Gubernatorial Campaign Should be About Things That Matter

Not false claims and things that don't

Editor's Note: This article first appeared at

The 2014 Michigan gubernatorial election should be a referendum on the major changes to Michigan made by Governor Rick Snyder’s administration. Unfortunately, the debate is saturated instead with false claims of education cuts.

Snyder’s opponent, former congressman Mark Schauer, centered his campaign around the allegation that Snyder “cut $1 billion from the schools.”

Most school revenue in Michigan is channeled through the state. So the annual budget is closely followed. Overall spending on education is up over Snyder’s term. From the fiscal year 2011 budget — the last budget passed prior to the Snyder administration — to the fiscal 2015 budget, education funding is up $888.6 million, a 7 percent increase.

This increase is somewhat smaller than it might have been due to phased-out federal stimulus money appropriated to schools through the state budget. Just looking at state funding for education yields a $1.26 billion increase, an 11 percent gain.

A case could be made that education funding has not increased as much as Schauer or others wanted. But that is different from a factual assertion that funding has been cut.

If opponents wanted to criticize Snyder for spending reductions, there are other areas that experienced greater declines. The revenue that the state shares with local governments was cut by $100 million in Snyder’s first approved budget and higher education was cut by $216 million.

Of course, these areas were also targeted for reductions under the previous administration as well. It is also worth discussing whether the state taxpayers should have been required to keep spending as much in these areas, especially when revenues were not available without increasing taxes.

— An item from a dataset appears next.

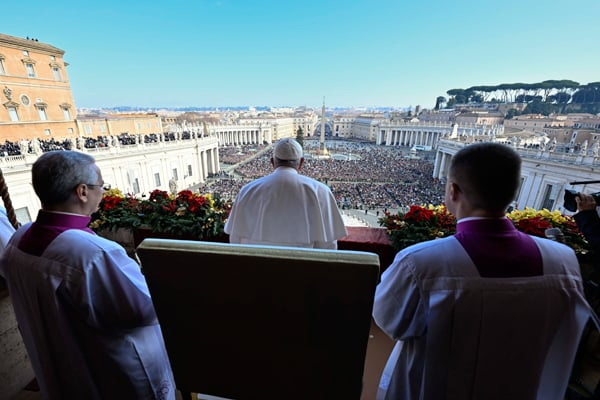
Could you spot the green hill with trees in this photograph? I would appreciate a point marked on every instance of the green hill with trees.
(551, 96)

While the Schauer campaign remains critical of Gov. Snyder for phantom education cuts, the Snyder campaign’s assertions are vague. Ads are about the state’s general economic comeback and promise further “reinvention.” They also include lines that most campaigns would have shied away from like, “You might not feel it yet.”

The state passed a right-to-work law, cut business taxes, eliminated some broadly-applicable income tax credits and exemptions, expanded charter schools, strengthened teacher evaluation requirements, cut public employee benefits, reduced the window of eligibility for state assistance, expanded Medicaid, and brought Detroit under emergency management. Few people will agree with all of these policies, but a discussion about their impact is absent from this election.

There are some issues being discussed in the background of the campaign. Schauer’s job’s plan calls for rolling back some of these reforms, like changes to the tax treatment of retirement income. But outside of its initial roll-out, the policies he supports has taken a back seat to false claims of education cuts.

A good discussion about policies is important for predictive purposes. Governors attempt to accomplish what they tell voters. It allows voters to steer candidates to some policies and away from others. It also provides accountability over the policies that the candidates have supported.

But a discussion about the effects of Michigan’s reforms has largely been missing from the gubernatorial campaign. What we’ve got instead is a long discussion about a simple matter — is education spending up or down during Gov. Snyder’s term —and one that is not even accurate.